FAQs

£eith Decides is a process known as Participatory Budgeting (PB). Find out more below.

What is participatory budgeting?

The Official Definition is "PB directly involves local people in making decisions on the spending priorities for a defined budget. This means engaging the community, to discuss spending priorities, make spending proposals and vote on them."

More simply, it is way of giving some decision-making power on spending public money to the people it affects. 

Why does it need such an imposing name? 

It doesn't. The name 'Participatory Budgeting' describes an approach to allocating public money used across the world.  Most PB activities take a simpler name.  For example; You Decide (Tower Hamlets, London), Voice your Choice (Manton, Nottinghamshire), and of course £eith decides!

What are the benefits?

  • It enables local people to have a say in what happens in their area - involving them in local decision making processes.
  • It helps more people become aware of and get involved in the work of Neighbourhood Partnerships.
  • It gets funding to smaller groups that do not normally access funding streams.
  • It helps stakeholders to understand the difficulties and processes involved in allocating limited funding
  • It is more transparent than a 'behind closed doors' process. It is important to set realistic expectations for any PB project.  Clear information on amount of money available, maximum amount for any one project/item, qualifying criteria, choice available, decision-making process etc must be made publicly available. 
  • It creates valuable networking opportunities.
  • People enjoy the 'Community Spirit' of coming together to make the decision.

 Is it fair?

Our experience of £eith Decides shows that local people take the decision-making responsibility seriously - considering projects rather than applicants.  We found that the scoring system together with a large number of participants means that individual applicants are unable to manipulate the outcome.

Who does this sort of thing?

Mostly Local Authorities, but other public service providers such as police, housing associations and voluntary organisations have also used this approach.

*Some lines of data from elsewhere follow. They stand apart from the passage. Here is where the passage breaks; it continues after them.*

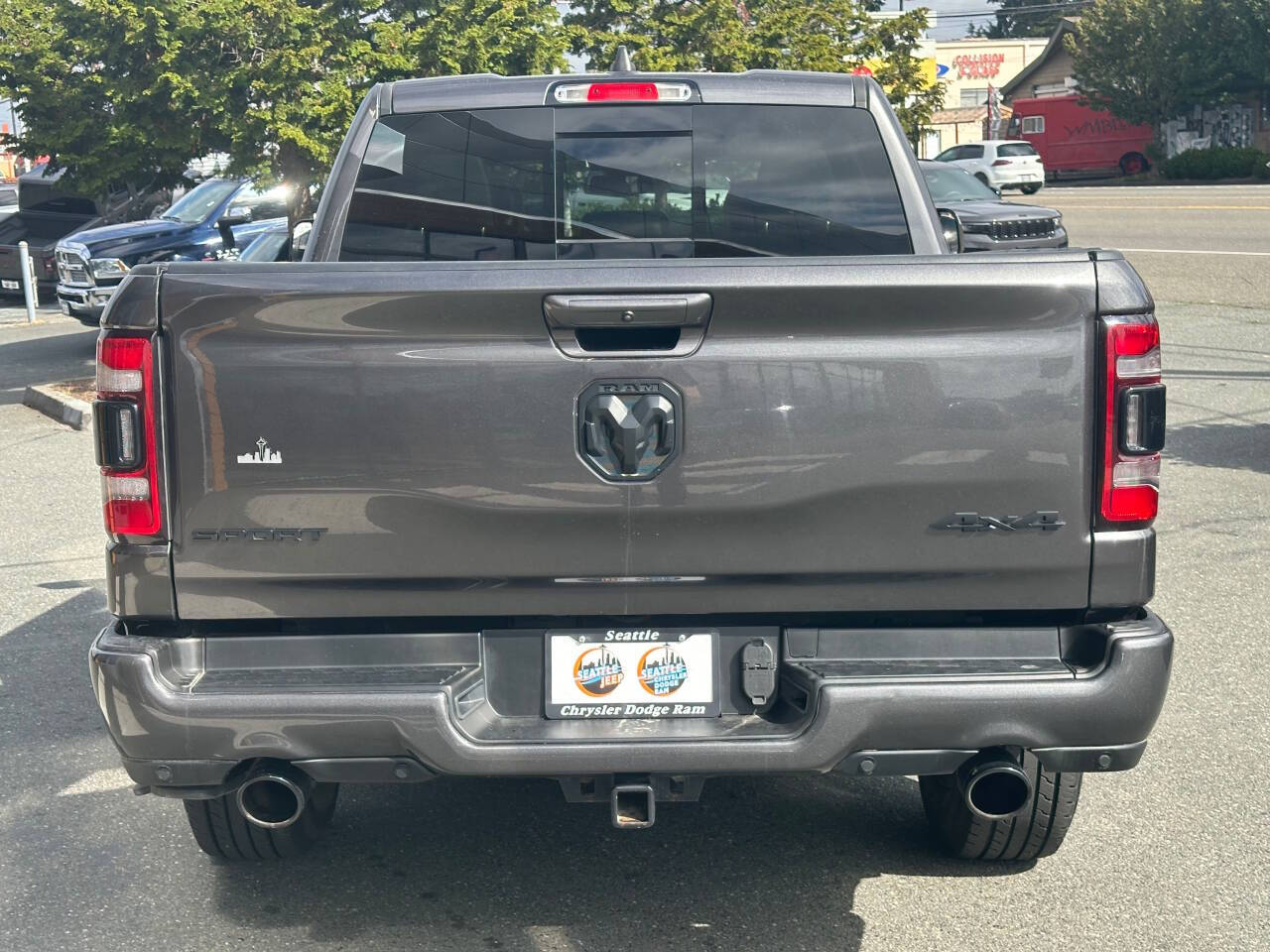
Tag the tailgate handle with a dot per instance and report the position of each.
(627, 325)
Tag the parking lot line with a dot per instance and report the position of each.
(1194, 252)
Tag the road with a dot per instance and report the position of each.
(1174, 855)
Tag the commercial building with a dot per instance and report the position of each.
(1238, 123)
(968, 67)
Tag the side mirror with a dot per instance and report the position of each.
(236, 214)
(300, 232)
(952, 227)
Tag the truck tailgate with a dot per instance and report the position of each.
(834, 420)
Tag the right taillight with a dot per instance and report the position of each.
(1133, 419)
(123, 420)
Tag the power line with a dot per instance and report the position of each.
(1012, 13)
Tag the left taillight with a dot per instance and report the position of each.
(123, 422)
(1133, 429)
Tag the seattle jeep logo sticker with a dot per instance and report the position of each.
(638, 673)
(597, 671)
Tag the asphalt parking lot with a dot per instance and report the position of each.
(1174, 855)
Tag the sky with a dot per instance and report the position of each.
(949, 30)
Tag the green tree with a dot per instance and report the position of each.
(1148, 61)
(294, 71)
(729, 36)
(132, 90)
(108, 89)
(1015, 19)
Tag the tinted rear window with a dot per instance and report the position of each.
(625, 181)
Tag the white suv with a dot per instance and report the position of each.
(1000, 163)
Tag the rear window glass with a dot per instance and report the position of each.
(625, 181)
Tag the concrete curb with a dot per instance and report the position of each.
(63, 408)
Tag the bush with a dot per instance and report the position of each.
(1216, 164)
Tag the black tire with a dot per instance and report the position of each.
(1035, 832)
(1133, 164)
(222, 832)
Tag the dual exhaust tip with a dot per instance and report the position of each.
(994, 785)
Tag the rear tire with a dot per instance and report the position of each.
(222, 832)
(1133, 164)
(1035, 832)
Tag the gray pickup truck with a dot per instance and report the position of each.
(630, 429)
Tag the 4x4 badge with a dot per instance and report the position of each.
(973, 522)
(629, 429)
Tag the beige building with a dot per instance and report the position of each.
(968, 67)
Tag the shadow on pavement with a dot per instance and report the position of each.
(44, 359)
(507, 865)
(1232, 445)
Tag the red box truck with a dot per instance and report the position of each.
(1074, 137)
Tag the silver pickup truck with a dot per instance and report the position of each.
(630, 429)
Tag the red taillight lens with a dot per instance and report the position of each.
(1133, 419)
(629, 91)
(619, 91)
(125, 405)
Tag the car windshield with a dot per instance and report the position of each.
(200, 202)
(951, 184)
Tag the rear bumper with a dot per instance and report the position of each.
(181, 725)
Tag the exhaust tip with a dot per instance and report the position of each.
(271, 801)
(997, 789)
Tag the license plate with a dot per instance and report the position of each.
(639, 673)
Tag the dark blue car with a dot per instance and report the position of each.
(202, 225)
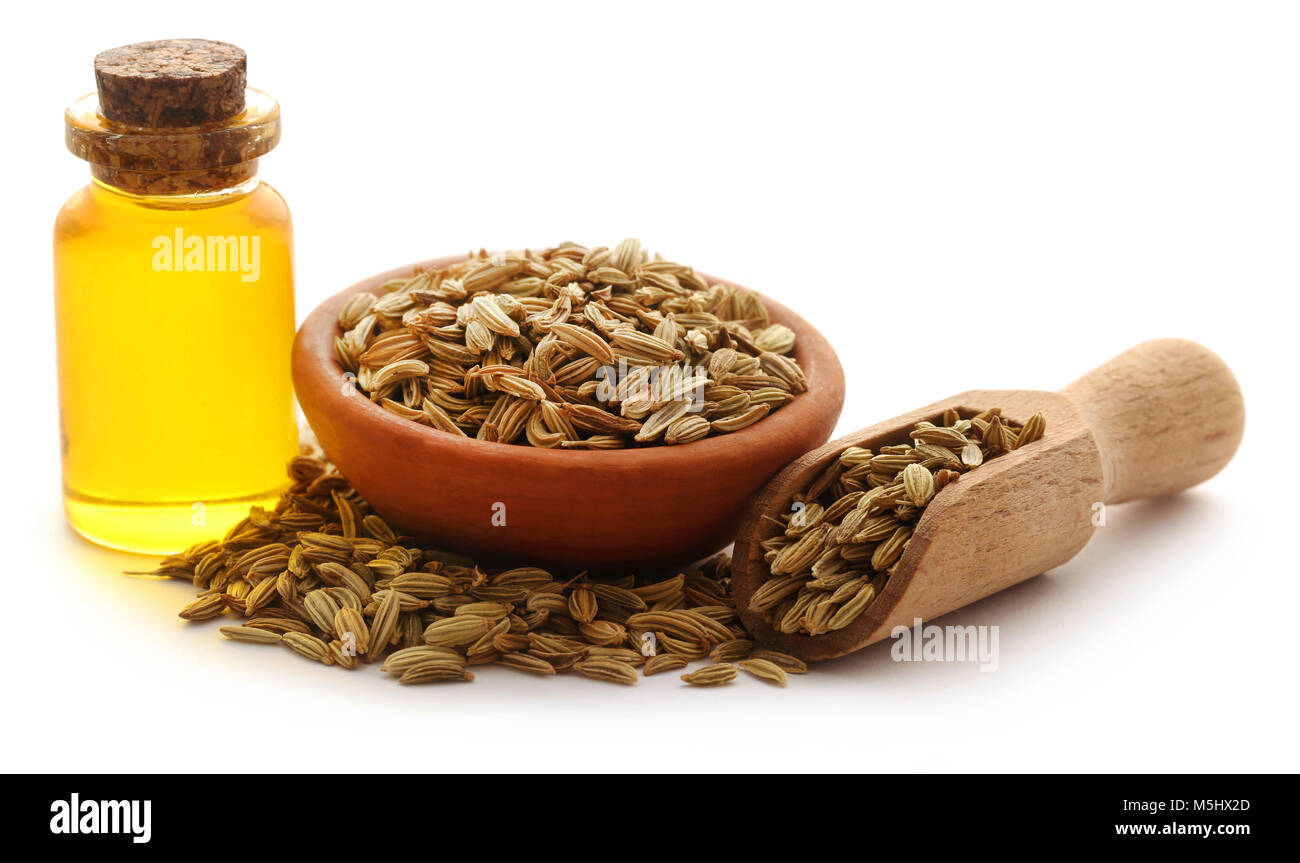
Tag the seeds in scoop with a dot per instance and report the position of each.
(832, 556)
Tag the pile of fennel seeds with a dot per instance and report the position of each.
(330, 580)
(848, 530)
(570, 347)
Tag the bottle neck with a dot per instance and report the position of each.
(213, 182)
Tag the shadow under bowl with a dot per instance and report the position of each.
(612, 511)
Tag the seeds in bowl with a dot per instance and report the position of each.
(328, 579)
(570, 347)
(843, 540)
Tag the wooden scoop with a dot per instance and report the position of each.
(1157, 419)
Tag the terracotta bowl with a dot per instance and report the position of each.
(637, 510)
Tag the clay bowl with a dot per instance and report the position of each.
(631, 511)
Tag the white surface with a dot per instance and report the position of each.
(1035, 186)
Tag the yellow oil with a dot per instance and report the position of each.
(177, 408)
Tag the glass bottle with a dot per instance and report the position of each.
(174, 302)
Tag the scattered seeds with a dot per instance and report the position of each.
(714, 675)
(430, 614)
(765, 669)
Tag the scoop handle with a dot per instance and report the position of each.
(1166, 415)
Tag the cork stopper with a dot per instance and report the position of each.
(173, 117)
(172, 83)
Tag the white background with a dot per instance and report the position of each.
(1034, 186)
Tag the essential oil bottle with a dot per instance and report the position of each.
(174, 302)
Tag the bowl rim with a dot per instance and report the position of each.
(315, 339)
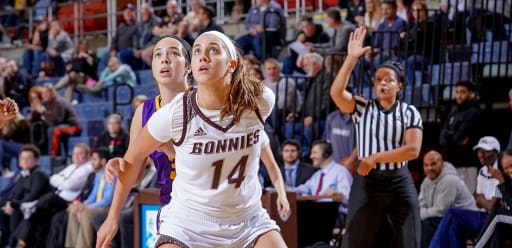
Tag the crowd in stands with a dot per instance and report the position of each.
(466, 192)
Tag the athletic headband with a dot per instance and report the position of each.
(227, 42)
(394, 66)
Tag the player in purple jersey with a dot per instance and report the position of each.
(171, 69)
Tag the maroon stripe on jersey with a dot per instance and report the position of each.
(206, 119)
(258, 113)
(185, 119)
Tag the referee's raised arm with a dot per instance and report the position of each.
(344, 99)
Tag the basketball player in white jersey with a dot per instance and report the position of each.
(217, 131)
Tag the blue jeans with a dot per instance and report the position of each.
(456, 226)
(127, 57)
(8, 150)
(32, 61)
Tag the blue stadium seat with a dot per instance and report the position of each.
(450, 73)
(92, 128)
(93, 110)
(45, 164)
(76, 140)
(492, 52)
(145, 77)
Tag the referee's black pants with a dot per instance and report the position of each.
(383, 211)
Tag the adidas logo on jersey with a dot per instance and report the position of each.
(200, 132)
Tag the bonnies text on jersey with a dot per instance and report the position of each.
(226, 145)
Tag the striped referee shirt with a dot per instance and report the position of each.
(379, 130)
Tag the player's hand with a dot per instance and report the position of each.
(107, 233)
(283, 207)
(113, 167)
(366, 165)
(355, 44)
(496, 174)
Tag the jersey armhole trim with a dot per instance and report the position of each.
(185, 118)
(258, 114)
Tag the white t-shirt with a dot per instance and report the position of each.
(217, 162)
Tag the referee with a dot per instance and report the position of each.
(389, 133)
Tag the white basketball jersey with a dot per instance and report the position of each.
(217, 163)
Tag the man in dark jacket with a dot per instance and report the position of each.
(294, 171)
(32, 185)
(16, 84)
(460, 133)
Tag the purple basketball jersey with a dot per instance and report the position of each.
(164, 165)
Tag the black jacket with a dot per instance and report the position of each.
(17, 87)
(30, 188)
(462, 122)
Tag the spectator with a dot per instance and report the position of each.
(57, 232)
(115, 138)
(124, 37)
(205, 15)
(184, 33)
(33, 49)
(16, 84)
(331, 180)
(339, 40)
(138, 99)
(192, 17)
(169, 25)
(58, 116)
(310, 33)
(80, 231)
(497, 226)
(403, 9)
(67, 183)
(288, 98)
(417, 42)
(237, 12)
(81, 71)
(372, 16)
(13, 135)
(32, 185)
(460, 13)
(386, 37)
(458, 225)
(295, 172)
(144, 38)
(59, 51)
(318, 103)
(341, 133)
(264, 16)
(355, 11)
(115, 73)
(440, 190)
(460, 131)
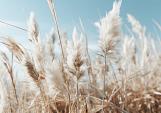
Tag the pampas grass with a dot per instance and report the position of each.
(123, 76)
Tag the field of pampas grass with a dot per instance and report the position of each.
(124, 76)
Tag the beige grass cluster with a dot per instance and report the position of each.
(122, 77)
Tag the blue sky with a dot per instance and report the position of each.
(69, 12)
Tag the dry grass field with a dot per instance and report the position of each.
(124, 75)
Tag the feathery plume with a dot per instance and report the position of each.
(109, 29)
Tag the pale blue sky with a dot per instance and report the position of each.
(69, 12)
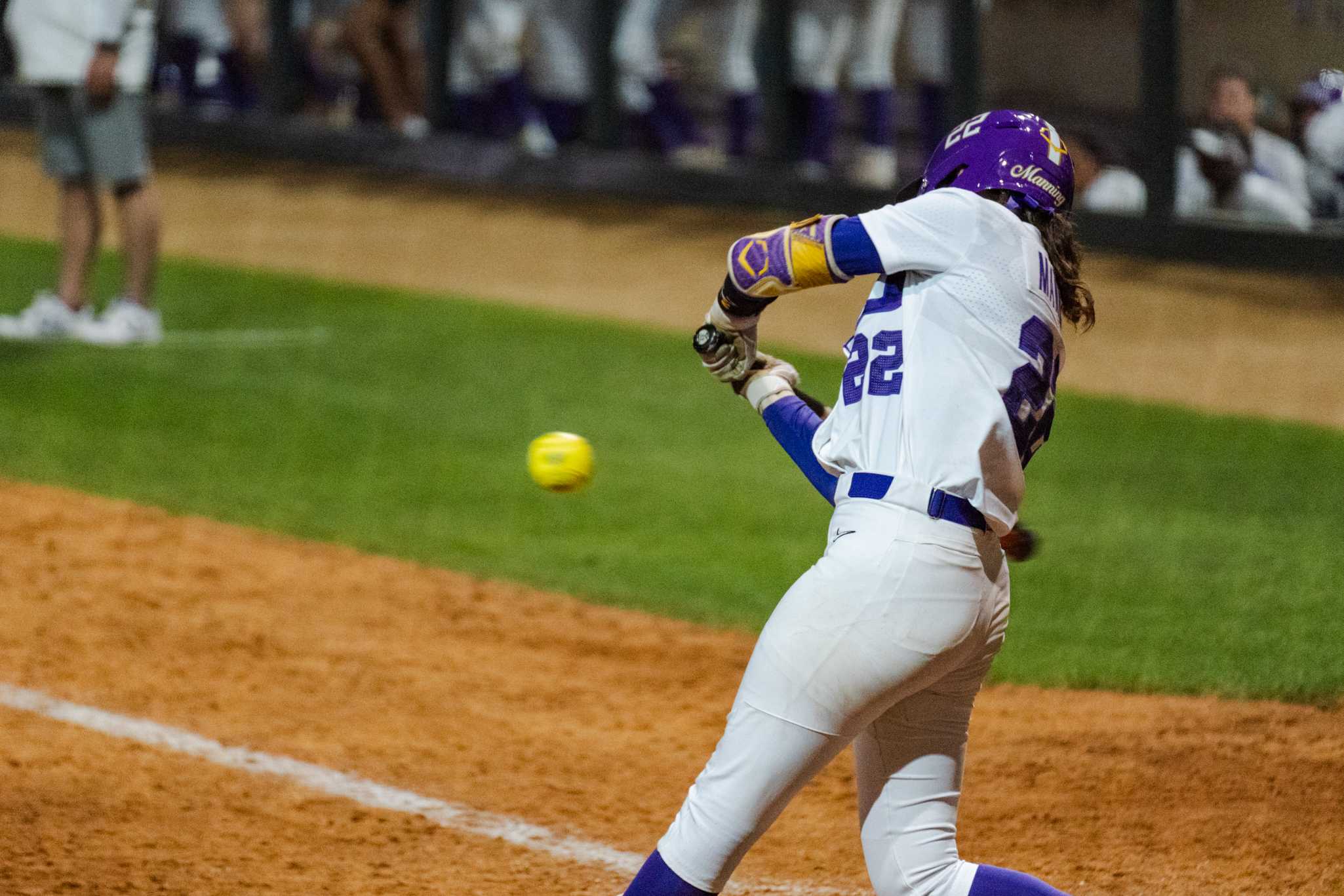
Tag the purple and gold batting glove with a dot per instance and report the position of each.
(785, 260)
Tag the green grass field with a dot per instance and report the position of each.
(1183, 553)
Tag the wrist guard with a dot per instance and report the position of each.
(734, 303)
(785, 260)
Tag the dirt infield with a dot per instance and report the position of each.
(583, 719)
(1259, 344)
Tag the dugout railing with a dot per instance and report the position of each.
(1155, 128)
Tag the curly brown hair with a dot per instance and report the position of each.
(1066, 257)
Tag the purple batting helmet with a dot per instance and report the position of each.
(1006, 149)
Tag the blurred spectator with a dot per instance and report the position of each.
(1214, 179)
(1234, 170)
(90, 64)
(828, 34)
(1319, 101)
(559, 68)
(1101, 183)
(488, 77)
(930, 60)
(385, 37)
(1231, 104)
(330, 74)
(651, 92)
(203, 58)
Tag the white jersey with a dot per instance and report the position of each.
(951, 374)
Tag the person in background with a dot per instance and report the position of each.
(202, 57)
(1101, 183)
(90, 101)
(1214, 179)
(651, 93)
(561, 65)
(491, 89)
(1230, 104)
(386, 41)
(858, 37)
(1319, 100)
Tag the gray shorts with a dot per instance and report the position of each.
(102, 144)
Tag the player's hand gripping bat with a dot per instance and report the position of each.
(709, 339)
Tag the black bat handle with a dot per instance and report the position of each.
(707, 339)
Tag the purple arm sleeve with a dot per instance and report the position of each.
(792, 425)
(854, 250)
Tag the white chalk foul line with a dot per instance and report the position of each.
(248, 338)
(361, 790)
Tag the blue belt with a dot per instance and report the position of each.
(941, 504)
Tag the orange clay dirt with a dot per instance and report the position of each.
(583, 719)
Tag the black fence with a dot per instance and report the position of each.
(1000, 57)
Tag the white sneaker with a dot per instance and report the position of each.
(46, 317)
(811, 171)
(536, 140)
(874, 167)
(124, 322)
(414, 128)
(696, 157)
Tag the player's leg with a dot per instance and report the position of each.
(871, 78)
(760, 765)
(408, 47)
(907, 768)
(738, 23)
(561, 68)
(821, 33)
(66, 157)
(871, 622)
(81, 230)
(932, 62)
(365, 33)
(120, 155)
(65, 160)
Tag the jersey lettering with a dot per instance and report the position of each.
(883, 375)
(1031, 394)
(1049, 285)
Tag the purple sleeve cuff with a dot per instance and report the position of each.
(792, 423)
(854, 250)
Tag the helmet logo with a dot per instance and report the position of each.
(1031, 174)
(1057, 144)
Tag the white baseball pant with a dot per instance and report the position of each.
(883, 642)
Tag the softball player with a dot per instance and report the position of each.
(825, 35)
(948, 391)
(654, 98)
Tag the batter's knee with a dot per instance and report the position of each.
(911, 878)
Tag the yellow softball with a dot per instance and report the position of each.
(561, 461)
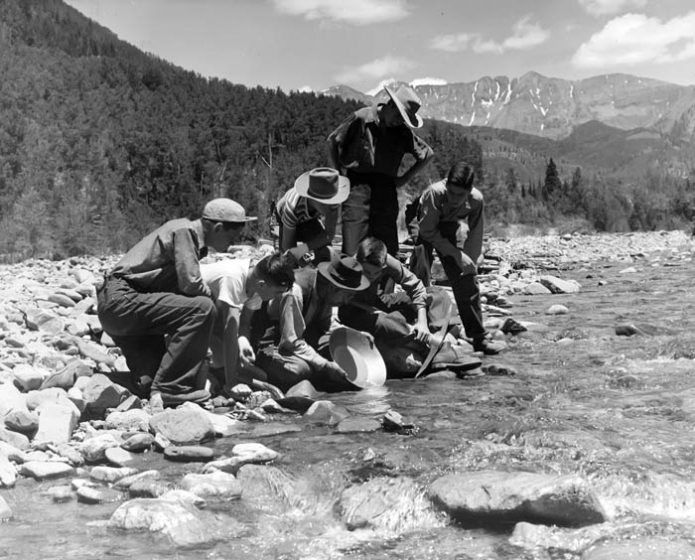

Where has it been most successful?

There are too many successful PB projects to mention here.  However projects in the UK include:

  • Salford City Council had 137 people take part in six events over two days. They gave scores to over 20 highways schemes generated through dialogue with local people. This enabled the schemes to be prioritised in order to direct expenditure of the budget
  • 139 young people attended an event in Newcastle cast a 20% vote in the procurement of services for the city's £2.25m Children's Fund. 
  • At Tower Hamlets, London, 815 people attended 8 events to spend almost £2.4m on mainstream council services.
  • In 2009 St. Ann's Development Board gave young people in areas of high deprivation the opportunity to allocate £21,000 to youth projects, which increased youth involvement.
  • In Walsall, 6 - 11 year olds in eight Primary School Councils decided how to spend £15,000, whether that was to split the money amongst their schools, or put it towards joint activities.  It was all dependent on the ideas from the children.

Is the process too demanding on staff time and resources for what is delivered?

Experience to date shows that delivery costs are small compared to the overall budget and this could be reduced still further through learning from best practice. It costs the same to hold an event which allocates a small amount of funding as one which allocates a large amount of funding.

Using small grant funds to pilot approach means we may be able to use PB to allocate larger budgets such as NEP or mainstream partner resources. The larger the budget the smaller the delivery costs as a percentage.

How can you stop certain groups hijacking the process? 

There is some concern that an approach involving marketplace scoring and library/postal voting could be open to abuse by projects 'flooding' the process with their own supporters.  However Leith NP feels that increasing the numbers of participants - and limiting the amount of grant - decreases the opportunity/incentive for applicants to 'block vote' and that participants appear to consider projects on their individual merit.

Is this process 'just' for decisions on small grants? What are the limits of this approach?

Community Grants are the easiest to allocate using a Participatory Budgeting approach.  However, any public money can be allocated in this way, as can be seen in the examples above.

Is 'e-voting' possible at £eith Decides?

This is something which we researched to ensure that only those eligible to make the decision take part, so we are delighted to offer e-voting for the first time at the 2016/17 £eith decides.

What about applications from groups who aren't formally constituted?

In £eith Decides a Community Learning and Development Worker worked with groups to help them become formally constituted, open a bank account and work through the application process.  Alternatively, a constituted group may work with the group by making the application and managing the money, while the 'unconstituted' group delivers the project.

How much does the process cost?

This is variable. The biggest costs are for venues and printing.  £eith decides attracts a lot of volunteers who help out at the events.  The more participants there are the less the process costs per head. 

PB should be a repeat process for a number of reasons, but one important reason is that evaluating events and refining the approach helps to make future years more efficient and easier to deliver.

How can we encourage more people to participate using this process?

£eith decides and other projects have found that PB needs to be a repeated process.  The process becomes refined and better known, encouraging participation.  £eith decides has also found that around three-quarters of participants are people who would not normally attend a Council or Neighbourhood Partnership meeting.  A variety of publicity methods can be used to encourage applications and participation, however word-of-mouth has been proven to be the most effective method, social media is now having some impact.